I like to add one more step to this merry go round.  I think that the day after the test is extremely important, maybe just as important as all the other steps a student, and teacher have to take to successful learn and retain the material necessary to grasp Common Core math problems.  This step is actually a bit hard on me.  Some nights when I'm working on this step I ask myself, "Why are you killing yourself for this job?"  But I really believe in this step, and if I didn't do, I would kind of feel like all the other hard work that I had put into that particular math standard would be pointless.

You ask what is this ridiculously tiring extra step?  Well, after the students take the test I take them all home and correct and grade them.  Then I record the grades in my grade book.   By this time I am tired and want to stop but I know I can't.  I must write a nice growth mindset message on every test, "I see you've practiced your multiplication facts!"  or "I think if you took extra time and used your notes you would see better results."  I then go through all their tests and make a spreadsheet that tells me how each student did on each question.  This way I can pull small groups throughout the upcoming week to reteach the concepts not yet grasped.

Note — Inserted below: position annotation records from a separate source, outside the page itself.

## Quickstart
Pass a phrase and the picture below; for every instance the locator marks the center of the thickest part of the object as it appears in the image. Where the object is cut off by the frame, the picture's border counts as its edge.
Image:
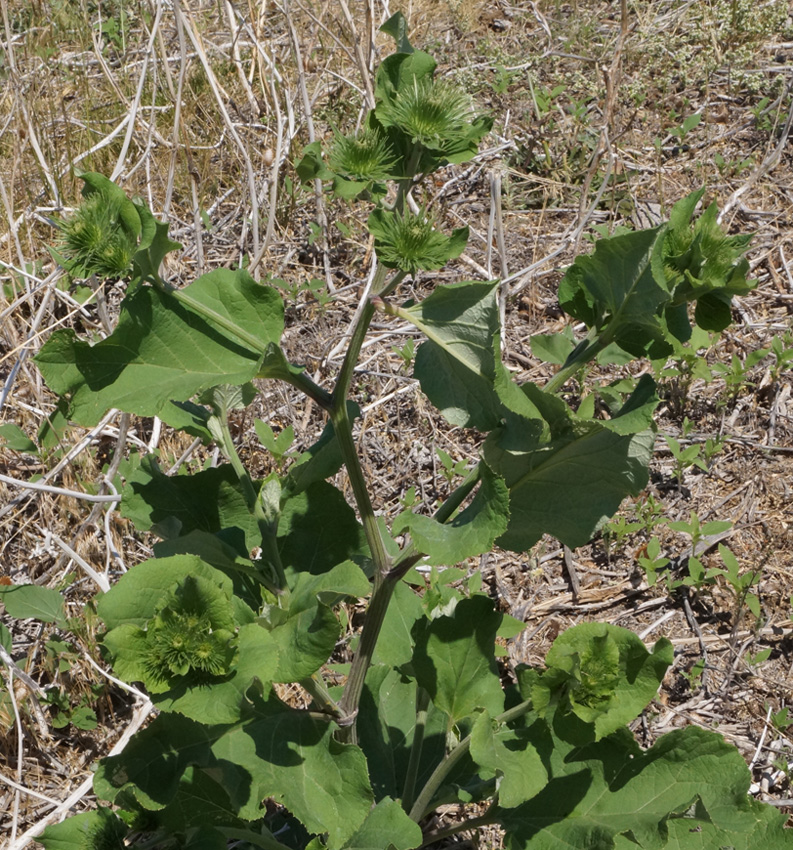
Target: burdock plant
(411, 242)
(433, 113)
(241, 602)
(97, 240)
(364, 156)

Now you are probably thinking, "Why does this have to be done all in one day?"  Well, I have read research by Dr. Marzano that proves a correlation between the time a student takes a test and the time he receives the results.  The closer the time frame, the more meaningful the test, and the more successful the student will be when taking the test and retaining the material.  The more time that passes, the less powerful the test and thus, the concepts taught by me.  I don't want my hard earned time used teaching the students to go to waste!  I want to get the most bang for my buck!  I want to give my students their tests back as soon as humanly possible!  And if that means that I work late one night so I can give the students back their tests the next morning, then that is what will happen.

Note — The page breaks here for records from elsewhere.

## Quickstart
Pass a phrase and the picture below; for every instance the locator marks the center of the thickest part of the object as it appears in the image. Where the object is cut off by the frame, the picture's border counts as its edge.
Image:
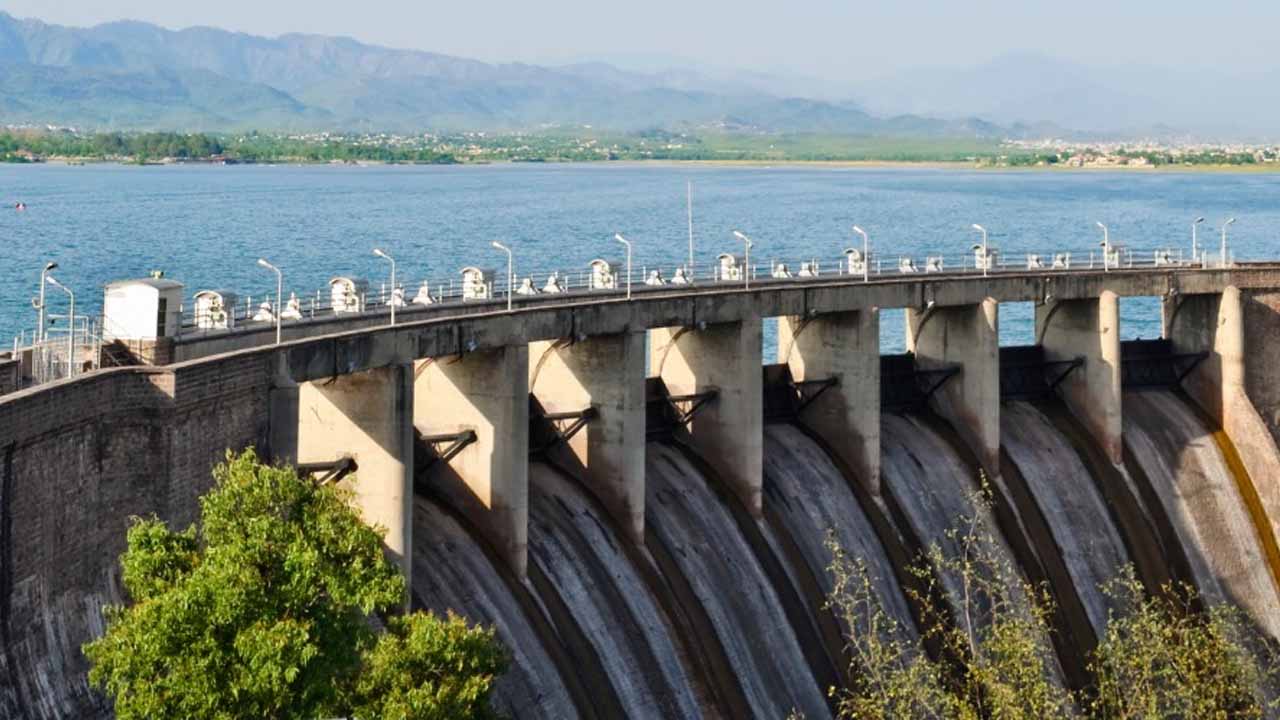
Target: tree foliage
(1160, 656)
(272, 606)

So the next morning I give the students back their tests.  I have them write a refection on them in their interactive math journals.  They must write about something they did well, something they still need to learn, and something they question.   Then the next step I feel may be one of the most powerful steps.  I send the students out to mingle with their classmates.  Their assignment is either to explain something, or have something explained to them.  This is how it works.  They look for a peer that got the answer they got wrong, right.  Then that peer must explain how to do the problem.  If the student understands how to compete the problem after the explanation, they ask the student to sign their problem for them.  If they still don't understand, then they look for another tutor.  Both students win in this activity because the person being tutored, gets tutored, and the tutor gets practice explaining a problem, which is fantastic practice to help take him to the next level in their math capabilities.  Lastly, I tell the students to take their math tests home to be reviewed and signed by their parents.   Any home-school collaboration is a welcome addition to my math problem, and parent involvement is an extremely powerful tool in any subject.  Plus, there are fewer surprises at parent-teacher conference time.

You may think I am a workaholic, and you are probably right.  But out of all the extra activities I do off the clock I feel most strongly about this one.  I do feel that if even one of these steps were taken out of my "after test day routine" that my students would be harmed a bit educationally.  I do believe that what we as teachers do after a test is just as important as what we do before the test.  And if we don't have the time to do all the steps, why even take the test?